A self-stabilizing distributed algorithm for the local (1,|Ni|)-critical section problem

We consider the local (1,|N-i|)-critical section (CS) problem where N-i is the set of neighboring processes for each process P-i. It dynamically maintains two disjoint dominating sets and is one of the generalizations of the mutual exclusion problem. The problem is one of controlling the system in such a way that, for each process, among its neighbors and itself, at least one process must be in the CS and at least one process must be out of the CS at each time. That is, in the system G=(V,E), there are always two disjoint dominating sets A(1)(subset of V) and A(2)(=V\A(1)) and each process alternates between its rule A(1) and A(2) infinitely. It is useful for sleep scheduling or cluster head scheduling in sensor networks.

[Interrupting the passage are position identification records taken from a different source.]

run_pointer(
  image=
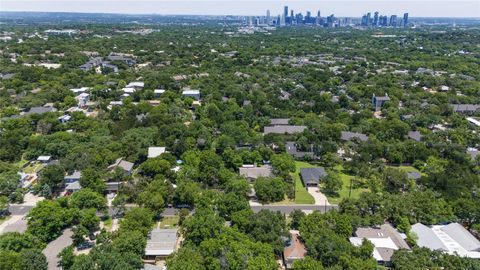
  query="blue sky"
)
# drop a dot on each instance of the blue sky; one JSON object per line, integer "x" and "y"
{"x": 416, "y": 8}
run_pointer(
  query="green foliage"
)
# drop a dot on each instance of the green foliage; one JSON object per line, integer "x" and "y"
{"x": 425, "y": 258}
{"x": 52, "y": 176}
{"x": 86, "y": 199}
{"x": 270, "y": 189}
{"x": 137, "y": 219}
{"x": 47, "y": 220}
{"x": 283, "y": 164}
{"x": 92, "y": 179}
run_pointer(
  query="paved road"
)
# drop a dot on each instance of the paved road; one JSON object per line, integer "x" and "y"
{"x": 287, "y": 209}
{"x": 55, "y": 247}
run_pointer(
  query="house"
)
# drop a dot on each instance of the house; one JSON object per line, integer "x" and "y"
{"x": 44, "y": 159}
{"x": 348, "y": 136}
{"x": 75, "y": 176}
{"x": 122, "y": 164}
{"x": 81, "y": 90}
{"x": 161, "y": 243}
{"x": 291, "y": 149}
{"x": 294, "y": 250}
{"x": 473, "y": 121}
{"x": 279, "y": 121}
{"x": 113, "y": 186}
{"x": 473, "y": 152}
{"x": 378, "y": 102}
{"x": 252, "y": 172}
{"x": 195, "y": 94}
{"x": 41, "y": 110}
{"x": 414, "y": 175}
{"x": 465, "y": 108}
{"x": 129, "y": 90}
{"x": 453, "y": 239}
{"x": 64, "y": 118}
{"x": 82, "y": 99}
{"x": 154, "y": 152}
{"x": 73, "y": 187}
{"x": 158, "y": 92}
{"x": 415, "y": 135}
{"x": 385, "y": 239}
{"x": 136, "y": 85}
{"x": 311, "y": 176}
{"x": 283, "y": 129}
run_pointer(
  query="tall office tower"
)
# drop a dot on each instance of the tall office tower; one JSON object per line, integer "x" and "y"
{"x": 405, "y": 19}
{"x": 375, "y": 19}
{"x": 364, "y": 20}
{"x": 282, "y": 20}
{"x": 393, "y": 20}
{"x": 385, "y": 21}
{"x": 369, "y": 19}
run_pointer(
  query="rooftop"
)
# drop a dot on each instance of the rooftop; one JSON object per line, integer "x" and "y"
{"x": 312, "y": 175}
{"x": 279, "y": 121}
{"x": 385, "y": 239}
{"x": 161, "y": 242}
{"x": 348, "y": 136}
{"x": 452, "y": 238}
{"x": 255, "y": 172}
{"x": 154, "y": 152}
{"x": 284, "y": 129}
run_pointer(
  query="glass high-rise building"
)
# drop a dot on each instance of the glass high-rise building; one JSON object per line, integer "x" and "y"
{"x": 405, "y": 19}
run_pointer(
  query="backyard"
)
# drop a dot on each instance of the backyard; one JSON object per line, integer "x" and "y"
{"x": 303, "y": 197}
{"x": 301, "y": 194}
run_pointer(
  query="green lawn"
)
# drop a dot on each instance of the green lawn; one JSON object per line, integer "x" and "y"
{"x": 169, "y": 222}
{"x": 406, "y": 169}
{"x": 33, "y": 168}
{"x": 345, "y": 191}
{"x": 303, "y": 197}
{"x": 301, "y": 194}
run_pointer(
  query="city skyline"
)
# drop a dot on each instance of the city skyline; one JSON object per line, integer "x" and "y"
{"x": 340, "y": 8}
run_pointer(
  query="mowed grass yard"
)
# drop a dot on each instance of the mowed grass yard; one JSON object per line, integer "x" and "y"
{"x": 301, "y": 194}
{"x": 303, "y": 197}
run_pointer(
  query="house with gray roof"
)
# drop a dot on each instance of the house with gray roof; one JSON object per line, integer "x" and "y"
{"x": 40, "y": 110}
{"x": 291, "y": 148}
{"x": 385, "y": 239}
{"x": 161, "y": 243}
{"x": 252, "y": 172}
{"x": 415, "y": 135}
{"x": 311, "y": 176}
{"x": 279, "y": 121}
{"x": 75, "y": 176}
{"x": 122, "y": 164}
{"x": 283, "y": 129}
{"x": 378, "y": 102}
{"x": 473, "y": 152}
{"x": 414, "y": 175}
{"x": 348, "y": 136}
{"x": 453, "y": 239}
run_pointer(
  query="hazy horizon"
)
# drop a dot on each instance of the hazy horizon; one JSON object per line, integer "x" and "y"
{"x": 341, "y": 8}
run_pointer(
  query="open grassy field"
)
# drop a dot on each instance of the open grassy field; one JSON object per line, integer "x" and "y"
{"x": 345, "y": 191}
{"x": 301, "y": 194}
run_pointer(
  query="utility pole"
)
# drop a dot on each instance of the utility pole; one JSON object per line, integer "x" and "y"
{"x": 350, "y": 191}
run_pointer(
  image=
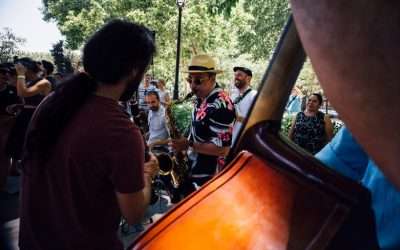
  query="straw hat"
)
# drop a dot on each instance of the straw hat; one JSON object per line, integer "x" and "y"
{"x": 201, "y": 64}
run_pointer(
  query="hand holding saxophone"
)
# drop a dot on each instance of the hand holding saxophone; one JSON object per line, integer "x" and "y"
{"x": 151, "y": 167}
{"x": 180, "y": 144}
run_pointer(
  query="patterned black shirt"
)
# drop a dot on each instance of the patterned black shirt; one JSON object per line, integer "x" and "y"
{"x": 212, "y": 122}
{"x": 309, "y": 132}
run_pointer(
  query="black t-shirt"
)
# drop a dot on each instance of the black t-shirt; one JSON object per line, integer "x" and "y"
{"x": 8, "y": 96}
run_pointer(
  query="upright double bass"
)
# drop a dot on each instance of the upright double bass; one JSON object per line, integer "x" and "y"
{"x": 271, "y": 195}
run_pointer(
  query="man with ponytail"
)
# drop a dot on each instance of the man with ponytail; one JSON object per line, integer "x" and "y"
{"x": 83, "y": 163}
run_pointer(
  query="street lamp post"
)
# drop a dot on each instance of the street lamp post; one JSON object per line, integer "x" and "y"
{"x": 180, "y": 4}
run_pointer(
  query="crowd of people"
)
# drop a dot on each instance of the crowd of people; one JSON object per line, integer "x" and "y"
{"x": 70, "y": 135}
{"x": 23, "y": 85}
{"x": 85, "y": 163}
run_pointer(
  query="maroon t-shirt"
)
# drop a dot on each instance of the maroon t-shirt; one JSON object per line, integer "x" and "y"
{"x": 70, "y": 203}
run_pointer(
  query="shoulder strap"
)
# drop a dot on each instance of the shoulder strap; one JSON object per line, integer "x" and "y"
{"x": 240, "y": 97}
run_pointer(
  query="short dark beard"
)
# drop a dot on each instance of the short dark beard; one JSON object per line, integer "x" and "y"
{"x": 240, "y": 84}
{"x": 152, "y": 108}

In this paper, first, we show the necessary and sufficient conditions to solve the problem without any deadlock detection. To discuss the conditions, we consider an inefficient (costly) self-stabilizing algorithm for the local (1,|N-i|)-CS problem. After that, an efficient self-stabilizing algorithm for the local (1,|N-i|)-CS problem is proposed under an additional assumption that the graph does not have a special matching, which we call unpreventable colorable maximal matching. The convergence time of the proposed algorithm is O(n) rounds under the weakly fair distributed daemon.